Monday, July 15, 2013
#196 / The Three Layer Cake Of Democracy
On the Fourth of July, I provided KUSP listeners with what might be called a “pep talk” about democratic self-government. That was part of my weekday "Land Use Report," and frequent listeners know that I tend to do that sort of thing on a fairly regular basis. The land use decisions we make, though our local government decision making process, have a big impact on the future of our local economy, on our ability to achieve our social equity goals, and of course on the natural environment that ultimately sustains our human civilization and everything else.
As I have thought about it over the years, it has come to me that our self-government system is really a three-layer cake. The “people” are the ultimate source of political power, but our system has us delegating our power to elected representatives. Those elected officials, then, hire staff people who actually do most of the work involved in government. But staff members are supposed to be doing their work under the direction of "the people," as those directions are transmitted to the staff by our elected officials.
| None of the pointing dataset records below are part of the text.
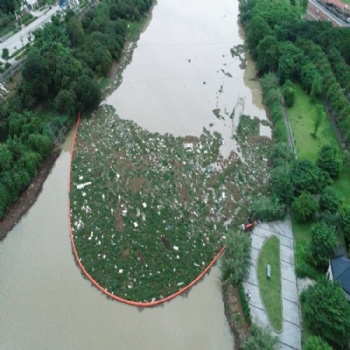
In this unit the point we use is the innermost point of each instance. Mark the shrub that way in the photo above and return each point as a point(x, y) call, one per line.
point(236, 260)
point(268, 209)
point(281, 154)
point(345, 221)
point(316, 343)
point(304, 207)
point(329, 161)
point(306, 176)
point(288, 92)
point(323, 241)
point(281, 184)
point(244, 303)
point(330, 200)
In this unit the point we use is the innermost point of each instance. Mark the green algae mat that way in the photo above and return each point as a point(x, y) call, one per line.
point(149, 212)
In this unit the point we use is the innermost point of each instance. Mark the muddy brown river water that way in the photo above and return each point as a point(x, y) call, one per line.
point(181, 71)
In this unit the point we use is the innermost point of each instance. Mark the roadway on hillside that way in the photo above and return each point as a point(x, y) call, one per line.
point(21, 38)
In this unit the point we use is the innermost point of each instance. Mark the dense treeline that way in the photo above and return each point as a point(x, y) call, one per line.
point(289, 50)
point(314, 54)
point(67, 57)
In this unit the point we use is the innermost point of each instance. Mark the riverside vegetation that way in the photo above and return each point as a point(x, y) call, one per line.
point(59, 78)
point(149, 211)
point(292, 52)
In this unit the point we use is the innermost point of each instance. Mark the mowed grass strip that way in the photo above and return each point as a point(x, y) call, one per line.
point(302, 118)
point(270, 288)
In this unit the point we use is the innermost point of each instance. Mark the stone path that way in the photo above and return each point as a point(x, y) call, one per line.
point(290, 337)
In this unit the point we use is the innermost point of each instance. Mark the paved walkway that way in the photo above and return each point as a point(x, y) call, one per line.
point(290, 337)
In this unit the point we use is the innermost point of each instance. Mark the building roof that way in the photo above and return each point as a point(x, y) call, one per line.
point(341, 272)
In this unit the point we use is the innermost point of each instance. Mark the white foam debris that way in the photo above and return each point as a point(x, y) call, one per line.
point(80, 186)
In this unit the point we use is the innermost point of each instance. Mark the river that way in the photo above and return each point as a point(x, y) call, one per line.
point(172, 85)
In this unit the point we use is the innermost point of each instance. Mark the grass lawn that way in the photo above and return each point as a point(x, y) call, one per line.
point(302, 119)
point(270, 289)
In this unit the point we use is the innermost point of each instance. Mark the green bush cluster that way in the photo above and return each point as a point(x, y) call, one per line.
point(272, 99)
point(244, 303)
In this way of looking at the governmental process, it is vital that our elected officials accurately and forcefully transmit to the staff the demands, and the questions, and the concerns of the public, and that the elected officials require the staff to be responsive to whatever concerns are uppermost in the mind of the public.
If you have attended a City Council meeting or Board of Supervisors meeting recently, you will have noticed that the polarity often seems to have shifted in the opposite direction, and the elected officials (supposed to represent the public) end up representing the staff, and telling the public that the staff has it under control.
If that seems to be the case where you live, watch out!